Outgoing president Ben Derbyshire offers his thoughts on the state, and the future, of architectural education

Among the many frustrations brought about by the protracted nature of the Brexit negotiations has been the moratorium imposed by MHCLG on the long overdue Routes to Registration review of architectural education. In my RIBAJ column in April 2018, written jointly with the then chair of ARB, Nabila Zulqifar, we shared a commitment to a review of the programme and curriculum that would-be architects are offered. Now she has moved on, and in the final weeks of my own tenure at RIBA, we must both leave this task to our successors. But with Alan Jones as President and Nicky Watson as Vice President Education I am confident of progress.

I’m often asked whether I believe we are producing too many architects and whether the excess supply drives down remuneration. My answer to that thorny question is not that we should impose quotas on school places. Instead we must continuously raise standards – for entry, at examination and in professional practice. In so doing, we must ensure a socially diverse entry and that the curriculum is perceived by students as being relevant, adding value to their career aspirations and to addressing social challenges.

We should pay closer attention to the progression rates for architectural education, nurturing progression among BAME students and women in particular. The numbers fall for both groups, especially after Part 1, with a half of all students or more ultimately failing to register. Some educators defend this on the basis that the architectural degree is a good general education. I worry about that claim given the curriculum is often actually largely vocational in content.

My term of office has brought me into contact with many of our talented students. Their ability in critical thinking, creativity, innovation and communication skills is remarkable. But there are two aspects of some of the work that trouble me.

First, how is that we seem to revel in the absurd obscurity, especially at Part 2, of some of the design briefs and research themes? This is defended on grounds that the content is less significant than the skills acquired during the process. I’m not so sure!

My other concern is the impenetrable language that surrounds much of the presentation. ‘Archispeak’, as it is often called, is a widespread phenomenon that seems to originate in education and inhibits communication in the world of practice. This obsession with an exclusive lexicon militates against winning the hearts and minds of the society we serve.

We need the worlds of practice and teaching to converge, challenging and supporting a common purpose, with a shared language focused on the needs of society. This necessitates finding ways to attract more practitioners into teaching, with less insistence on PhDs and more recognition of practice-based research among educators. We also need to improve the relationship between the institute and educators. The Future Architects Network, initiated by the student and associate members of RIBA Council, certainly should help with that.

Having said I must leave driving change to others, I’ll end with my personal view, which is that the profession needs to adopt a much more rigorous approach to life-long learning if it is to thrive. We must consolidate areas of competence in sustainable construction, technology and regulation to enable diversification of our clientele and adaption to rapid technological change. The notion of a once-and-for-all education, capable of imbuing career-long professional competence in the manner of the classic The Honeywood File, is no longer remotely appropriate.
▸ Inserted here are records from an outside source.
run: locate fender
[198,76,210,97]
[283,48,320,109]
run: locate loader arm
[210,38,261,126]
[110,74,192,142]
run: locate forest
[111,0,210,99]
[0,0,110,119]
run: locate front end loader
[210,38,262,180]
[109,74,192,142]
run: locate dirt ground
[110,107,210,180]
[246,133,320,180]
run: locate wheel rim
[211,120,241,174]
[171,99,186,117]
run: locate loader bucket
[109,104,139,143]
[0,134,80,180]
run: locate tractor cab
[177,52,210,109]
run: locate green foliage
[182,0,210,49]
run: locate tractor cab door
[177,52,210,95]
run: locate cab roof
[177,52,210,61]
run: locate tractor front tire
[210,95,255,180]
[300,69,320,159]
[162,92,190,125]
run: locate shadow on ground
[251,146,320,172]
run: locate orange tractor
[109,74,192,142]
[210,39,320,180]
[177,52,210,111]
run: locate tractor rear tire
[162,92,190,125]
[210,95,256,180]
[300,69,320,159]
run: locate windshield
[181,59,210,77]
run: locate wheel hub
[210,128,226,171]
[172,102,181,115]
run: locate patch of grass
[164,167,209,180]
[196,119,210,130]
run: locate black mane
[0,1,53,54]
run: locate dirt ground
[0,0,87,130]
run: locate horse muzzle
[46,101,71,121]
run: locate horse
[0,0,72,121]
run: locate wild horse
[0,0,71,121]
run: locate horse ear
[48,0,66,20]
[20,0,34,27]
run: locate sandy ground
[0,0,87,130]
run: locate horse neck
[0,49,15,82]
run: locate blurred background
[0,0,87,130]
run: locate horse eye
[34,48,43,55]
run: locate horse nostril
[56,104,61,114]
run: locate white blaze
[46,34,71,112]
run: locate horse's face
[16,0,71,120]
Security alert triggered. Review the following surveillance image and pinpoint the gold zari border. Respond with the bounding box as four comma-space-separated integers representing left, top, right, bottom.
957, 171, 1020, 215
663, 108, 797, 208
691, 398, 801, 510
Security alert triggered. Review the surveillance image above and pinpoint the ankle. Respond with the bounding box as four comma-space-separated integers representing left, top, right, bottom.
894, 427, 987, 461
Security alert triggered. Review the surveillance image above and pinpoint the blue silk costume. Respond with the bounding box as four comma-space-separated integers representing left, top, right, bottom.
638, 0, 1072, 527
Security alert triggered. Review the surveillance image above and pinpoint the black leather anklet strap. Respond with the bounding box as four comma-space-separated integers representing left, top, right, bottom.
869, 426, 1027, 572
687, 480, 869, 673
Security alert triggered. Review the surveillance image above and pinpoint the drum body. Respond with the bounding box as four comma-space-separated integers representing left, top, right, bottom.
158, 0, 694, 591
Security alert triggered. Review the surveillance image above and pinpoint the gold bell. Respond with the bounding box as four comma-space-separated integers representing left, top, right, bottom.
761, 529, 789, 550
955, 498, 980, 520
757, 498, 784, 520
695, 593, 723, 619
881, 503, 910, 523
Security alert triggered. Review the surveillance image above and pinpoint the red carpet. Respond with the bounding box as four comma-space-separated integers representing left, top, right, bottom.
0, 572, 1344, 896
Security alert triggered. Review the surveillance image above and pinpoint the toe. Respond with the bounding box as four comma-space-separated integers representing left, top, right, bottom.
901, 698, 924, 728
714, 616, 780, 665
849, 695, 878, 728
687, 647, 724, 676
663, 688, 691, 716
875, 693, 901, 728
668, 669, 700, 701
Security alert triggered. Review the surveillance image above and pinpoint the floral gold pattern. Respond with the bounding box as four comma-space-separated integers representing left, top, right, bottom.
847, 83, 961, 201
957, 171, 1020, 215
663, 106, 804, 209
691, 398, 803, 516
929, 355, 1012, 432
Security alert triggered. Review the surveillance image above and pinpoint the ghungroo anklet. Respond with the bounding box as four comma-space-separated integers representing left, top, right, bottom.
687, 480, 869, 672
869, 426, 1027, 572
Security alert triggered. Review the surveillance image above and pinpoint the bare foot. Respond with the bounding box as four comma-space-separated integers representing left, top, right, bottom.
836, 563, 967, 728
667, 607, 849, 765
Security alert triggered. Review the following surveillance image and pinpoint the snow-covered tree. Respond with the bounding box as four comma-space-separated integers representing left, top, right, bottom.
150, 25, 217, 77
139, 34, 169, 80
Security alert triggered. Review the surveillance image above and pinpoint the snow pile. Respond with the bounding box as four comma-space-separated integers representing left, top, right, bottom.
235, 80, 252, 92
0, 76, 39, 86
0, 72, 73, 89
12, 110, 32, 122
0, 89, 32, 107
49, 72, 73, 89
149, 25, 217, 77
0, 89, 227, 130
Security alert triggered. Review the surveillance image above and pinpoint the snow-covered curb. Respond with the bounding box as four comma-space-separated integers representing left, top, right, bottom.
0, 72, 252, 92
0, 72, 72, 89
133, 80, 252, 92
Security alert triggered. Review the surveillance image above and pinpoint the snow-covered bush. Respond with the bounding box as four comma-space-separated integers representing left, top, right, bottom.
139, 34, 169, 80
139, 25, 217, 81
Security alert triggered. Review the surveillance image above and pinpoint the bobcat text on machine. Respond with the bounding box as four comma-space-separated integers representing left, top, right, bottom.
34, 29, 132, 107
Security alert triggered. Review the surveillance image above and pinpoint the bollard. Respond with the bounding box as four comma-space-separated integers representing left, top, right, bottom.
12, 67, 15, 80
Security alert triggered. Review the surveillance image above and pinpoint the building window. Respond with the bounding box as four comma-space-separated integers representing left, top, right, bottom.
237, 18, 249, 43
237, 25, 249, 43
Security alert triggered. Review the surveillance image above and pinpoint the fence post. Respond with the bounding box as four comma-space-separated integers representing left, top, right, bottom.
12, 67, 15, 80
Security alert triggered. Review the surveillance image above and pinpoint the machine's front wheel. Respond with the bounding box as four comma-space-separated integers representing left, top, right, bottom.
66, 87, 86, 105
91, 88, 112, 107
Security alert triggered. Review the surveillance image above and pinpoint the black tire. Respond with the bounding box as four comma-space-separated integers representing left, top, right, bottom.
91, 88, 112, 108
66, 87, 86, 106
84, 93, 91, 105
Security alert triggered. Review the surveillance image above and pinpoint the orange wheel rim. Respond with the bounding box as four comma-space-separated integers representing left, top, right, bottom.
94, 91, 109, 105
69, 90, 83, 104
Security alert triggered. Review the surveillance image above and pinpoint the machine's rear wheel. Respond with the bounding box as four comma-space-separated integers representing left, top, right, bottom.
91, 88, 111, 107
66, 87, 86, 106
Recent changes to digitise the RIBA’s Professional Development record should be taken even further, building a compulsory framework of CPD modules consisting of updates and refresher courses as well as a broad curriculum of new areas of study. That way, we can continue to build confidence in the value of a contribution that is up to the minute, effective and ethical.

Meanwhile, it would be no surprise if the academic institutions were overwhelmed by a growing demand for the apprenticeships in architecture and other forms of combined employment and learning. During the development of architectural apprenticeships that were formally approved last year, those of us who were participating in the ‘trailblazer’ stage found that 80% of our Part 1 students chose ‘earn as you learn’ when asked which route they would prefer to final qualification. Straws in the wind, I’d say.

I’m indebted to Alan Jones and Nicky Watson for their comments and contributions to this column.